Amid week-long nationwide strikes, Joyce Banda, Malawi’s president, left the country yesterday in a jet provided by the president of Equatorial Guinea. Banda is attending the 3rd Summit of the Forum on Africa and South America held in Malabo, Equatorial Guinea, to improve South-South cooperation. Mining is evidently on the agenda, along with energy, infrastructure, trade, investment, security, transportation, tourism, and science and technology.
Back home, an estimated 120,000 civil servants, including teachers, nurses and doctors, were on strike demanding wage increases. National airports were closed yesterday and the day before, leading to the cancellation of all international flights. Rumours suggest that the president was able to fly out of Malawi with the assistance of the defense force which took over operations at the airport while the usual staff were striking.
Trade Unions, led by the Civil Service Trade Union (CSTU), have been demanding a 65% increase in salaries necessitated, they argue, by the rapidly escalating living costs. However, according to Malawi’s Minister of Trade, Ken Lipenga, the country is unable to meet the demands
Currently our wage bill is 97 billion kwacha ($277 million), and if we agree to their demands, this will almost triple to 276 billion kwacha, which is equivalent to the whole national budget.

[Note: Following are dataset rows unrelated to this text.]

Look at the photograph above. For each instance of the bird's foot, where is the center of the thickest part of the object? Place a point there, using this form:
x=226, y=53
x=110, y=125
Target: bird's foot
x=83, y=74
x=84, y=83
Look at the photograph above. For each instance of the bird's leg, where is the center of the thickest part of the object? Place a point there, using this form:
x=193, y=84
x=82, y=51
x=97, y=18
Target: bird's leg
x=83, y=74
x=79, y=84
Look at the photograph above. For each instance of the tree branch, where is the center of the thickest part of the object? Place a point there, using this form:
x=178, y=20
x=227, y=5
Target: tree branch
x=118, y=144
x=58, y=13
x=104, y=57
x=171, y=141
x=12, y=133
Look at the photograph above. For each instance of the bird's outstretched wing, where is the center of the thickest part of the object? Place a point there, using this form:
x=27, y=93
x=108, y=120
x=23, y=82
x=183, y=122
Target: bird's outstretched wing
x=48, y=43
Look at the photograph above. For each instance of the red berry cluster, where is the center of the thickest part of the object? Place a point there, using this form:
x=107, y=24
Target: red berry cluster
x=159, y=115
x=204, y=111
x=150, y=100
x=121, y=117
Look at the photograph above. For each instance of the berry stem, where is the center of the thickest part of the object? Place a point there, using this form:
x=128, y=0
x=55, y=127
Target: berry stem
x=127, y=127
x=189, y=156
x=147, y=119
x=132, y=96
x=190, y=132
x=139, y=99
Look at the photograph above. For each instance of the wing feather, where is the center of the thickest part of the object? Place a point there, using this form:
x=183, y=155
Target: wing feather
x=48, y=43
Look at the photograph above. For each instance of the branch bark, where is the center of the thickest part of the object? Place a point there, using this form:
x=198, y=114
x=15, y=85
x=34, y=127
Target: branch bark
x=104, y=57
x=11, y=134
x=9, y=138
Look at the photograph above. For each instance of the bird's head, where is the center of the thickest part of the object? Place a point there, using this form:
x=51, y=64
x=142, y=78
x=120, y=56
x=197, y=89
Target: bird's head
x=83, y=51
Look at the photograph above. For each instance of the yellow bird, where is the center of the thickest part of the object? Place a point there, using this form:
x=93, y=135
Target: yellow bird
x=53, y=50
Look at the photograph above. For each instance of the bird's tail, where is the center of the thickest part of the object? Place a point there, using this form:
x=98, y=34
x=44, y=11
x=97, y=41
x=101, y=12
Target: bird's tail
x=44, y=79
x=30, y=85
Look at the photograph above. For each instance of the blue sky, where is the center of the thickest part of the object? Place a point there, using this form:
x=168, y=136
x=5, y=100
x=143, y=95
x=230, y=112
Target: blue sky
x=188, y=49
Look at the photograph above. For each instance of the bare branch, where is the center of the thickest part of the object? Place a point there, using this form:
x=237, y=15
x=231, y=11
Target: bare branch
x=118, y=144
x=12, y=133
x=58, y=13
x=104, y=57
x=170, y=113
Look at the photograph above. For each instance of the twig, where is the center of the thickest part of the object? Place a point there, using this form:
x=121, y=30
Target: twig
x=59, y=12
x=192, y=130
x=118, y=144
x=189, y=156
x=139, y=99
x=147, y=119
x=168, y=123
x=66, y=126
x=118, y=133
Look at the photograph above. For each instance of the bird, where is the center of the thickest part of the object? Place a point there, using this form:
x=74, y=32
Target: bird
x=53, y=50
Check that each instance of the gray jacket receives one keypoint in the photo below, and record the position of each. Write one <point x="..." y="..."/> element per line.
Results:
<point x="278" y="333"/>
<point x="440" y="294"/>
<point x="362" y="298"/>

One opposition party, the Democratic Progressive Party, released a press statement that suggested the figure Lipenga quoted was a “deliberate miscalculation” and far higher than the demands of civil servant. It is not clear whether or not Lipenga included other demands (increased allowances) in the MWK 276 billion figure (approximately USD 788 million).
Other opposition parties also chimed in. Friday Jumbe, president of the New Labour Party, criticised Banda’s move to attend the summit during the “crisis”, and these sentiments were echoed by Ken Ndanga, spokesperson of the United Democratic Front.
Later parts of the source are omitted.